Simply, instead of having rigid times in which such and such a person should do a particular chore, we have a piece of paper on the fridge.
Whenever one of us does a chore, we write down what we did.
That’s it, basically.
The beauty of this is that it appeals to our sense of community rather than resorting to guilt or obligation. No one is obliged to do anything, but if they consistently do much less than other people, it will show up on the piece of paper. Then, if necessary, we can have a talk about it.
But in fact that’s not even the most important part. I think having a talk is something of a last resort – or at least a later resort – if someone is chronically cleaning-phobic. Actually, so far this hasn’t had to happen. Instead, the piece of paper has served the purpose of helping people self-assess whether they’ve done enough. We just leave it to them, without really making any judgements ourselves.
Sometimes when the house is dirty I’ll say to people, “Hey, the kitchen and the bathroom are dirty, how about we split the work, I’ll do the kitchen you do the bathroom?” Stuff like that. I never want to say to anyone that they are obliged to do anything. Indeed, if someone says they are too tired or busy, then I really won’t have a problem with it.

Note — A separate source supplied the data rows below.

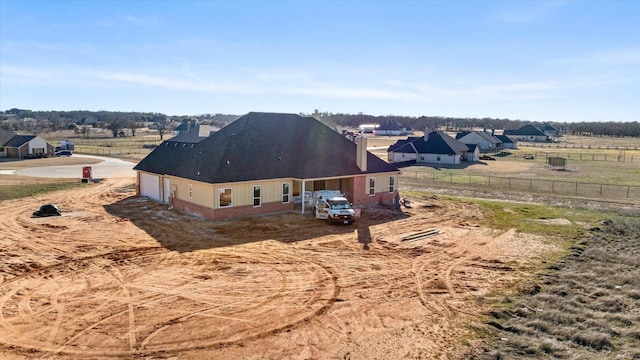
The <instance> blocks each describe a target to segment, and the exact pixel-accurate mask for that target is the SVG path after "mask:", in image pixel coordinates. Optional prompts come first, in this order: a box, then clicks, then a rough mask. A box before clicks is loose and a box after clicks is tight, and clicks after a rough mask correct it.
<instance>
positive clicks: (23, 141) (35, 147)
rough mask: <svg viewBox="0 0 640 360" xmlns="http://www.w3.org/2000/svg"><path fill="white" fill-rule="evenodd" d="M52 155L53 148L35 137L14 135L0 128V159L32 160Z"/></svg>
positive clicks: (47, 144) (46, 142)
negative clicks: (45, 156)
mask: <svg viewBox="0 0 640 360" xmlns="http://www.w3.org/2000/svg"><path fill="white" fill-rule="evenodd" d="M51 153H53V146H51V145H49V144H48V143H47V141H46V140H44V139H43V138H41V137H39V136H36V135H16V134H15V133H12V132H10V131H7V130H4V129H2V128H0V157H8V158H17V159H25V158H27V159H28V158H34V157H42V156H44V155H45V154H51Z"/></svg>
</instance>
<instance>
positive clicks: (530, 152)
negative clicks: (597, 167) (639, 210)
mask: <svg viewBox="0 0 640 360" xmlns="http://www.w3.org/2000/svg"><path fill="white" fill-rule="evenodd" d="M520 152H521V153H520V154H517V155H514V156H515V157H525V156H528V155H533V156H534V157H535V158H543V159H547V158H550V157H563V158H566V159H567V160H581V161H613V162H634V161H635V162H636V163H640V156H638V155H635V154H625V153H624V151H623V152H621V153H618V154H597V153H570V152H559V151H558V152H523V151H520Z"/></svg>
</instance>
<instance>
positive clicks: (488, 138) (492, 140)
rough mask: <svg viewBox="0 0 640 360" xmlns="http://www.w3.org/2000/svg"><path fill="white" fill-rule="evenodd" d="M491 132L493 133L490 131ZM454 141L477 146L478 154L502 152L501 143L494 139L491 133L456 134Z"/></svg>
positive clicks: (464, 131) (463, 133)
mask: <svg viewBox="0 0 640 360" xmlns="http://www.w3.org/2000/svg"><path fill="white" fill-rule="evenodd" d="M492 132H493V131H492ZM456 140H458V141H460V142H462V143H465V144H467V145H469V144H475V145H478V147H479V148H480V152H483V153H487V152H500V151H502V141H500V140H499V139H498V138H496V137H495V136H494V135H493V133H488V132H486V131H463V132H459V133H458V134H456Z"/></svg>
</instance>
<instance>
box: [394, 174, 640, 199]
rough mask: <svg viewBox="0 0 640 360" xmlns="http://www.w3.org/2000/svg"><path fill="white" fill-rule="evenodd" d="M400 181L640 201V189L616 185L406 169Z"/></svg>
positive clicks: (625, 186)
mask: <svg viewBox="0 0 640 360" xmlns="http://www.w3.org/2000/svg"><path fill="white" fill-rule="evenodd" d="M400 180H401V181H405V182H407V183H411V182H413V183H416V182H417V183H439V184H450V185H465V186H472V187H489V188H492V189H505V190H506V189H509V190H518V191H526V192H535V193H548V194H559V195H573V196H583V197H603V198H629V199H640V186H635V185H612V184H598V183H586V182H572V181H559V180H544V179H532V178H528V179H527V178H513V177H499V176H486V175H463V174H437V173H435V172H432V173H428V172H418V171H414V172H411V171H406V169H405V170H403V174H402V175H401V176H400Z"/></svg>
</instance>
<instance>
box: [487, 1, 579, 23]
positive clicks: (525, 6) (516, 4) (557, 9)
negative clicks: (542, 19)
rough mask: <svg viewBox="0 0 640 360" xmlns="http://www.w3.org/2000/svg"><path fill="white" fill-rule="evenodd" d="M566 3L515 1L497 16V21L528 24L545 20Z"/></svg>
mask: <svg viewBox="0 0 640 360" xmlns="http://www.w3.org/2000/svg"><path fill="white" fill-rule="evenodd" d="M566 3H567V2H566V1H550V0H549V1H527V2H524V1H514V2H504V4H509V5H510V6H509V7H508V8H505V9H503V10H502V11H501V12H500V13H498V14H497V15H496V17H497V19H498V20H499V21H501V22H506V23H528V22H533V21H538V20H540V19H544V18H546V17H548V16H550V15H551V14H553V13H555V12H556V11H557V10H558V9H560V8H561V7H563V6H564V5H565V4H566Z"/></svg>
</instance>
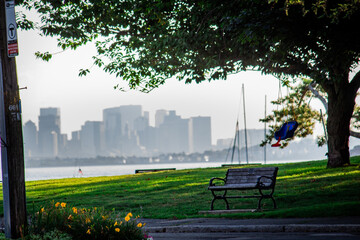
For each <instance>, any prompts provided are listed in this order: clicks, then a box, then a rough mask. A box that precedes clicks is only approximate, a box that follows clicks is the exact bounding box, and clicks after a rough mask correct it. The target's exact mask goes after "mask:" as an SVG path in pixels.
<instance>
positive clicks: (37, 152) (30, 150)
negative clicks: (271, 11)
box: [24, 121, 38, 157]
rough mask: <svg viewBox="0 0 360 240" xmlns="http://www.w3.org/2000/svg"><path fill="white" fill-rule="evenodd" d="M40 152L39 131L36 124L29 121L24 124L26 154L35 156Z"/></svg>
mask: <svg viewBox="0 0 360 240" xmlns="http://www.w3.org/2000/svg"><path fill="white" fill-rule="evenodd" d="M37 154H38V133H37V129H36V125H35V123H34V122H32V121H27V122H26V123H25V125H24V155H25V157H34V156H36V155H37Z"/></svg>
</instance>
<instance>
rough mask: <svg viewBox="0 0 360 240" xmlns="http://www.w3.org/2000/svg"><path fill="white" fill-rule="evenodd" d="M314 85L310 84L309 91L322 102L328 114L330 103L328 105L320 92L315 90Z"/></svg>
mask: <svg viewBox="0 0 360 240" xmlns="http://www.w3.org/2000/svg"><path fill="white" fill-rule="evenodd" d="M312 85H313V83H311V84H309V85H308V89H309V90H310V91H311V92H312V93H313V94H314V96H315V97H316V98H318V99H319V100H320V101H321V102H322V104H323V105H324V107H325V109H326V112H327V111H328V103H327V101H326V99H325V98H324V97H323V96H321V95H320V94H319V92H318V91H317V90H316V89H314V88H313V86H312Z"/></svg>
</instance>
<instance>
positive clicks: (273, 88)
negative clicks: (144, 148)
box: [16, 14, 279, 143]
mask: <svg viewBox="0 0 360 240" xmlns="http://www.w3.org/2000/svg"><path fill="white" fill-rule="evenodd" d="M29 17H33V18H35V17H36V16H31V14H30V15H29ZM18 35H19V56H18V57H16V61H17V72H18V80H19V86H20V88H23V87H27V89H23V90H21V91H20V97H21V99H22V118H23V122H24V123H25V122H26V121H28V120H32V121H34V122H35V123H37V115H38V113H39V109H40V108H46V107H51V106H56V107H60V108H61V110H62V116H61V118H62V129H63V132H65V133H67V134H70V133H71V131H74V130H76V129H79V128H80V127H81V124H82V123H83V122H85V120H91V121H99V120H100V119H101V117H102V116H101V109H104V108H111V107H115V106H118V105H131V104H133V105H142V106H143V108H144V110H145V111H149V112H151V113H154V112H155V109H168V110H170V109H175V110H176V111H177V113H178V114H180V115H181V116H184V117H189V116H195V115H198V116H211V118H212V124H213V126H214V130H213V135H212V138H213V139H212V142H213V143H215V142H216V139H221V138H229V137H232V135H233V133H234V131H235V125H236V119H237V118H238V115H239V108H240V107H239V106H240V102H239V100H240V97H241V86H242V84H244V85H245V95H246V96H245V98H246V108H247V109H246V110H247V124H248V126H247V127H248V128H262V127H263V123H260V122H259V121H258V120H259V119H260V118H263V116H264V105H265V95H267V109H268V112H270V111H271V109H272V108H273V107H272V106H271V104H270V101H273V100H276V98H277V97H278V86H279V81H278V79H276V78H275V77H273V76H270V75H262V74H261V73H260V72H256V71H250V72H241V73H239V74H234V75H230V76H229V78H228V80H226V81H224V80H217V81H212V82H203V83H201V84H195V83H193V84H185V83H184V82H179V81H177V80H176V79H175V78H173V79H168V80H166V83H165V84H164V85H162V86H160V87H159V88H157V89H154V90H153V91H152V92H150V93H147V94H145V93H141V92H137V91H126V92H120V91H119V90H114V86H115V85H117V84H120V85H121V86H126V82H125V81H123V80H122V79H121V78H116V77H115V76H113V75H109V74H108V73H105V72H103V71H101V70H100V69H98V68H96V67H93V68H91V73H90V74H89V75H88V76H86V77H78V73H79V69H82V68H89V67H90V66H92V64H93V63H92V58H91V57H92V56H93V55H96V50H95V48H94V46H93V45H92V44H88V45H86V46H82V47H80V48H78V49H77V50H76V51H71V50H68V51H65V52H63V51H62V50H61V49H59V48H58V47H57V42H56V40H55V39H53V38H50V37H40V36H38V35H37V32H36V31H19V33H18ZM36 51H40V52H46V51H49V52H51V53H58V54H55V55H53V57H52V59H51V60H50V61H49V62H44V61H42V60H39V59H36V57H35V55H34V53H35V52H36ZM241 114H242V112H241ZM75 115H76V118H73V117H72V116H75ZM154 121H155V120H154V117H153V116H150V124H153V123H154Z"/></svg>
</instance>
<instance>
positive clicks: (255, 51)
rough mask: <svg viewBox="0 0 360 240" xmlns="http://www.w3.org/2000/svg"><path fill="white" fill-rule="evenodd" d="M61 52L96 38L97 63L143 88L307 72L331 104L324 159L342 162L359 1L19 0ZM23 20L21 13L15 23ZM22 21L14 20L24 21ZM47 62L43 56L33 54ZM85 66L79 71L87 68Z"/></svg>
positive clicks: (132, 84)
mask: <svg viewBox="0 0 360 240" xmlns="http://www.w3.org/2000/svg"><path fill="white" fill-rule="evenodd" d="M19 4H21V5H22V6H24V7H26V8H28V9H35V10H37V11H38V12H39V13H40V14H41V23H39V25H38V27H39V28H40V29H41V31H42V33H43V34H44V35H48V36H54V37H57V39H58V44H59V46H60V47H61V48H63V49H68V48H70V49H76V48H77V47H79V46H81V45H84V44H86V43H87V42H89V41H94V42H95V43H96V47H97V53H98V54H97V56H94V57H93V58H94V63H95V64H96V65H97V66H99V67H100V68H103V69H104V71H106V72H109V73H112V74H115V75H116V76H119V77H121V79H123V80H125V81H127V82H128V85H129V87H130V88H131V89H138V90H141V91H145V92H147V91H150V90H151V89H153V88H156V87H158V86H160V85H161V84H163V83H164V82H165V81H166V79H168V78H170V77H173V76H176V77H177V78H178V79H180V80H184V81H185V82H186V83H190V82H197V83H198V82H201V81H204V80H209V81H210V80H217V79H226V78H227V76H228V75H229V74H232V73H237V72H239V71H243V70H249V69H254V70H258V71H261V72H263V73H265V74H273V75H275V76H277V77H279V78H282V79H283V81H288V80H287V79H289V77H293V78H294V79H296V78H297V77H308V78H311V79H313V80H314V82H316V83H317V84H319V85H320V86H321V87H322V88H323V89H324V91H325V92H326V94H327V97H328V102H329V111H328V121H327V126H328V128H327V129H328V133H329V134H328V135H329V155H328V157H329V166H330V167H336V166H342V165H344V164H347V163H349V149H348V138H349V123H350V119H351V116H352V113H353V110H354V105H355V97H356V93H357V91H358V89H359V86H360V72H357V73H355V76H354V77H353V78H352V79H349V73H350V72H351V71H352V70H354V69H355V68H356V67H357V66H358V64H359V60H360V42H359V40H358V39H357V36H359V35H360V30H359V28H358V23H359V22H360V2H359V1H358V0H347V1H340V0H325V1H324V0H321V1H320V0H286V1H285V0H231V1H229V0H214V1H206V0H197V1H189V0H169V1H161V0H143V1H136V0H124V1H118V0H86V1H80V0H23V1H22V2H19ZM21 19H22V20H21ZM25 19H26V17H25V18H21V16H20V19H19V21H20V23H23V25H25V26H27V27H31V23H29V22H26V21H25ZM37 55H38V56H39V57H42V58H44V59H49V58H51V54H49V53H37ZM88 71H89V70H88V69H83V70H82V71H81V72H80V75H84V74H86V73H88Z"/></svg>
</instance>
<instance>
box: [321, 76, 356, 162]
mask: <svg viewBox="0 0 360 240" xmlns="http://www.w3.org/2000/svg"><path fill="white" fill-rule="evenodd" d="M350 87H351V86H350V85H349V83H348V81H343V82H342V83H340V84H336V83H335V84H334V85H333V87H332V88H331V90H330V89H329V88H328V91H327V93H328V104H329V105H328V106H329V109H328V121H327V131H328V164H327V167H329V168H334V167H341V166H344V165H346V164H350V153H349V136H350V119H351V116H352V114H353V111H354V106H355V97H356V91H354V90H353V89H350ZM354 92H355V94H354Z"/></svg>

I’ve noticed it’s taken me a bit of work to learn to trust. Sometimes I’ll leave off cleaning because I feel like I’ve done too much recently, and will eventually get annoyed if some dirt ends up lying around for too long.
Instead of this, when I feel like I’m doing a lot more than other people, I make an effort to try and just write down what I’m doing and trust that it will balance out in the long term. In reality, it often does; people tend to go on cleaning “binges” where they’ll do loads of stuff at once, then do nothing for a few weeks. If you just look at those empty few weeks, it can look like they’re lazy, but that’s not the reality of it. You need trust and patience so that you can come to see the bigger picture.
Even so, once or twice I suggest to someone “Hey, why don’t we split this job?” or “Hey, can you clean the dishes today?, I’m tired.” The responses to such suggestions are usually positive.
I’m rather happy about this system because so far it’s never made me feel like I’m being forced to do something. It seems to be a much more natural way of working, and helps us flow with our individual energy and time resources.